The fourth season kicks off this weekend.
With the threat of a breakaway league now in the past, a new business model up and running and an agreement with MLS in place, Holt feels confident enough in USL PRO’s prospects that he’s gunning to have 30-40 teams in place by 2020.
Some percentage of those teams will be owned by MLS clubs, and Holt guesses that number will be anywhere between 15 and 40 percent by the end of the decade.
“I think it’s going to be more than one or two,” Holt says. “I think that number is ultimately somewhere between a half-dozen and a dozen.”
The question, then, immediately becomes one of resources. Which MLS teams will decide to kick in and own a USL team, like the Galaxy did by starting LA Galaxy II, the canary heading into the mine?
“It’s been an enormous amount of work in really a short period of time,” Galaxy II head coach Curt Onalfo told MLSsoccer.com. “In our case, we’re creating a brand new entity within [AEG, the LA Galaxy’s ownership group]. Hiring support staff, hiring technical staff, facilities, you name it. It’s like a start-up.”

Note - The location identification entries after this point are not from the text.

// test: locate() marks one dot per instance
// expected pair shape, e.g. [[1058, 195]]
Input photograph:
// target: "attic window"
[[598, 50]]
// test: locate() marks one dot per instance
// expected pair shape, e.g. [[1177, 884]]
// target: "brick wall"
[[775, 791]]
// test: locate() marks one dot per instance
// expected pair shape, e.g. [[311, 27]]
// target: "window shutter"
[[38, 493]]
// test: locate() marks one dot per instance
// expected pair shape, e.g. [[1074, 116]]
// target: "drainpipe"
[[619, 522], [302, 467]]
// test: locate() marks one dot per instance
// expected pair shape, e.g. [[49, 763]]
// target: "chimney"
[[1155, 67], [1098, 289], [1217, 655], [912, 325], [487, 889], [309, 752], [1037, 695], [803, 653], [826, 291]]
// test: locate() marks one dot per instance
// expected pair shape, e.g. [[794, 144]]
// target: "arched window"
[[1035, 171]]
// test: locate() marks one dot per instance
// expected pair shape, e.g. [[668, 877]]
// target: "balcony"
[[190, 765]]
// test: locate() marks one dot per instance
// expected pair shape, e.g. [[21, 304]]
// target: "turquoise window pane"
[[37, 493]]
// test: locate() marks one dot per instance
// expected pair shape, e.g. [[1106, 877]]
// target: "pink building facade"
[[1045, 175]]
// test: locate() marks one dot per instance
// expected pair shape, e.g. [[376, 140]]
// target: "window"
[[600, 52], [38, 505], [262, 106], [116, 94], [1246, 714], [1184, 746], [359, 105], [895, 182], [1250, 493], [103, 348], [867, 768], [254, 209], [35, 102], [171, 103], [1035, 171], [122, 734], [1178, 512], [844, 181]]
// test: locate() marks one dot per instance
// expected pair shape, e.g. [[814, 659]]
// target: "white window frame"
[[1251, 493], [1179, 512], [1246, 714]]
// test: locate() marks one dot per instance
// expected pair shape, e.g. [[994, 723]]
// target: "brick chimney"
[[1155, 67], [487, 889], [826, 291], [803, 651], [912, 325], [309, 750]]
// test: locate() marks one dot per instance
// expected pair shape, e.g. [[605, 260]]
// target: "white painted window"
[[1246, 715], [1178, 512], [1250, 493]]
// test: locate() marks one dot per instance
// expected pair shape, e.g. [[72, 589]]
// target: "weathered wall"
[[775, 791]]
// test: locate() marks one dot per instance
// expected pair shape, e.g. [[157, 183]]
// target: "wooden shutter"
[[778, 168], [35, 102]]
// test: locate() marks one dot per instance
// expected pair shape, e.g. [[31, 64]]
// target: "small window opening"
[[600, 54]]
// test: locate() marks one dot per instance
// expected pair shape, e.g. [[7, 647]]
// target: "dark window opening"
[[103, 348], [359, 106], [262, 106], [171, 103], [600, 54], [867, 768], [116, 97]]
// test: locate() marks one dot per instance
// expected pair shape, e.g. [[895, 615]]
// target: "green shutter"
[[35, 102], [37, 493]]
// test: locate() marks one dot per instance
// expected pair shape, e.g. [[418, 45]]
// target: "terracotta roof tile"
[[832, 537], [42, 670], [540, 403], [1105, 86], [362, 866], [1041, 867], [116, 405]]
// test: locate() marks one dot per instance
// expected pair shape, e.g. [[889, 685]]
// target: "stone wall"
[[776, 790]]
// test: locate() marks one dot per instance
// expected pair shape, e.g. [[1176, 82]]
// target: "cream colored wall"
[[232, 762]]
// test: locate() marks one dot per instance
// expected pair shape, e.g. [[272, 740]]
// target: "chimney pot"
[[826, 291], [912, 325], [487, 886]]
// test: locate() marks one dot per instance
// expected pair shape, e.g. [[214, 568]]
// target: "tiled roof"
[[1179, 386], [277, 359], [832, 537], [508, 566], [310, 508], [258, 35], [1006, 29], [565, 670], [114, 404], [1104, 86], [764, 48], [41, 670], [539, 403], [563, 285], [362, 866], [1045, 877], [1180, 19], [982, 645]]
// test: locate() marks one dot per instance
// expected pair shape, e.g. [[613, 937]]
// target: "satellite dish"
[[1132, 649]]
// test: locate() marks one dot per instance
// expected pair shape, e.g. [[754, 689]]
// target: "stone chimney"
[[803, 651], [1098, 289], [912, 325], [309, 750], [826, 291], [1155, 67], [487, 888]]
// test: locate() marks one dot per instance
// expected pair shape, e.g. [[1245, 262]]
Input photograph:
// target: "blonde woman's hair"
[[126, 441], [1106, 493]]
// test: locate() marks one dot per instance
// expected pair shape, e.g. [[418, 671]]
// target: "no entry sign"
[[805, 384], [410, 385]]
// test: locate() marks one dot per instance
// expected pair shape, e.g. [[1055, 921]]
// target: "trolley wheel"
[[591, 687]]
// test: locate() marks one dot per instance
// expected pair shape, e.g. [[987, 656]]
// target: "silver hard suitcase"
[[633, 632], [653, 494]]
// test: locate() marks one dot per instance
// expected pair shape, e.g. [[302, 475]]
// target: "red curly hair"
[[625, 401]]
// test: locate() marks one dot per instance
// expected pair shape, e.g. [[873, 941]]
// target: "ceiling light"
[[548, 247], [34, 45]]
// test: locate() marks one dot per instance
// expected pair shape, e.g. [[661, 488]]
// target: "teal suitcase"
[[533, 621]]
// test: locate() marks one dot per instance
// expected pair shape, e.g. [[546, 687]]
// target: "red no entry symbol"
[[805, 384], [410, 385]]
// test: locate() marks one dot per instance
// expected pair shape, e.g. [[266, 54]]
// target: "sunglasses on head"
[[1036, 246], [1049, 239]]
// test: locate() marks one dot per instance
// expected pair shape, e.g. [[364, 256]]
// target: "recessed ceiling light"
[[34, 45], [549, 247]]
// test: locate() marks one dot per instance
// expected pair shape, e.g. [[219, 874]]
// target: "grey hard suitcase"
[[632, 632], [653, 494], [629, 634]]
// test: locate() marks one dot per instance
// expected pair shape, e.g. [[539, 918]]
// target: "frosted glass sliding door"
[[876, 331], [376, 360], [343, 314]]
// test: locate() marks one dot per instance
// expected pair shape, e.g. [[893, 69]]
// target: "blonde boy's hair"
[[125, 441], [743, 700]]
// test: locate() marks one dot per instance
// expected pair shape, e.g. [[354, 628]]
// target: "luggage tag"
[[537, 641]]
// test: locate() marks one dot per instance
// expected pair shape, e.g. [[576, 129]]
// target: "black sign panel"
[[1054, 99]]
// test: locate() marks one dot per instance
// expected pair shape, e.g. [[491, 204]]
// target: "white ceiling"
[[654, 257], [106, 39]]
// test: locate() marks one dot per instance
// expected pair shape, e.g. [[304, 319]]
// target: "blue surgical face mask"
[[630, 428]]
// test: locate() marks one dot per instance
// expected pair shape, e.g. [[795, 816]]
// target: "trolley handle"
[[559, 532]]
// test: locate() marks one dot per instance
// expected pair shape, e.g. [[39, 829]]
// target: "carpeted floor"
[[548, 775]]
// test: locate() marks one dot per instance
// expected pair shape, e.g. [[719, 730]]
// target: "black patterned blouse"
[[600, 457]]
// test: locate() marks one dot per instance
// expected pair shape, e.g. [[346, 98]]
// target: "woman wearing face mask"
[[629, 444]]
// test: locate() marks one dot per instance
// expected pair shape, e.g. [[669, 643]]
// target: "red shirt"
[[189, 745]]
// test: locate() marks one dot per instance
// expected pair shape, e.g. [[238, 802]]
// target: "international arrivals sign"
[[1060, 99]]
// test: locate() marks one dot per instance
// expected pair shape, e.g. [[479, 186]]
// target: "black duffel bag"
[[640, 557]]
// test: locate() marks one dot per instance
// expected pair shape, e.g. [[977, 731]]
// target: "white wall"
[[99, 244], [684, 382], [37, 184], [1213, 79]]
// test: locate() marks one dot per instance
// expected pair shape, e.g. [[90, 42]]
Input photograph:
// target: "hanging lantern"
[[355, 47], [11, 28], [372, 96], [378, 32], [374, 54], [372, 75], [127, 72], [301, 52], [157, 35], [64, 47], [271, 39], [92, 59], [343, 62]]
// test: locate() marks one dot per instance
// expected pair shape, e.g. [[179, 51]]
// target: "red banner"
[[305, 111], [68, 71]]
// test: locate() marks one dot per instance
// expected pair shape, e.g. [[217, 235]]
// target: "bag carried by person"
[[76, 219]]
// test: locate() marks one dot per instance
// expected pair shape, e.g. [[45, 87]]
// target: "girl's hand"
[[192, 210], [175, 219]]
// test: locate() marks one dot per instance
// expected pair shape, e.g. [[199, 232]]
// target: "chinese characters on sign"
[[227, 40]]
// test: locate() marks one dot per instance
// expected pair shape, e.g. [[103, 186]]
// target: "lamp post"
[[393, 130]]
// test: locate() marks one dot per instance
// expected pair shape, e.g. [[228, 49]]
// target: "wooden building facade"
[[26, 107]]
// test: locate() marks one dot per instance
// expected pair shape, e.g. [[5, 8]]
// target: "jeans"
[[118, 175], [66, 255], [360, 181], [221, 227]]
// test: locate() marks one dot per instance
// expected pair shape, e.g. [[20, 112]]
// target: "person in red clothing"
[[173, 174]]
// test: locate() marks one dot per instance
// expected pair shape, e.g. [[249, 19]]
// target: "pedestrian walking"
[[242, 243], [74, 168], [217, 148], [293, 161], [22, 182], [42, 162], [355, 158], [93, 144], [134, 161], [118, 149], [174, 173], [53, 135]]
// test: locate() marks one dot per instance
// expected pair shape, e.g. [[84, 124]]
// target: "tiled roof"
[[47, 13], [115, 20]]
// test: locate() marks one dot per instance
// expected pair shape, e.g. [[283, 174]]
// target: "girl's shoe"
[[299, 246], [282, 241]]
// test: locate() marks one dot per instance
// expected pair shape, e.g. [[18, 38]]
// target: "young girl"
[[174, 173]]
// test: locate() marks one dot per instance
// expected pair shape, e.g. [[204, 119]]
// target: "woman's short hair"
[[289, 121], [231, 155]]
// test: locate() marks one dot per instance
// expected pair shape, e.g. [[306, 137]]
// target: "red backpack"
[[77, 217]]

For the Galaxy, though, it made sense to go through all the trouble. They already have the infrastructure to accommodate a new team – LA II will play most of their games at the track field at StubHub Center, with a few played in the main stadium – and a burgeoning academy system whose products, when they age out, suddenly don’t have a ready supply of quality minutes on the field to improve.
Still, no one knows exactly how this partnership is going to play out on the field. Holt, for his part, adamantly maintains that USL PRO is not a development league, but Onalfo says his goal with LA II is a simple one.
“My objective is to develop players,” Onalfo says. “You don’t want to lose every game, because then you’re teaching someone how to be a loser … [but] if we win every single game, then I think there’s something wrong.”
And so the eternal evolution of minor-league soccer continues. But over the course of four decades, USL and its various ancestor organizations have faced conflict and volatility and beaten it. Whatever lumps it takes in the future, it’s all epilogue to the league’s fight just to be part of the conversation.
And now, with all the potential benefits of the MLS/USL PRO partnership, don’t expect it to go away anytime soon.
“Now if a guy gets loaned down from the first team, he better perform better than the guy who’s already there or else he’s not going to play,” Onalfo says. “Now it matters.”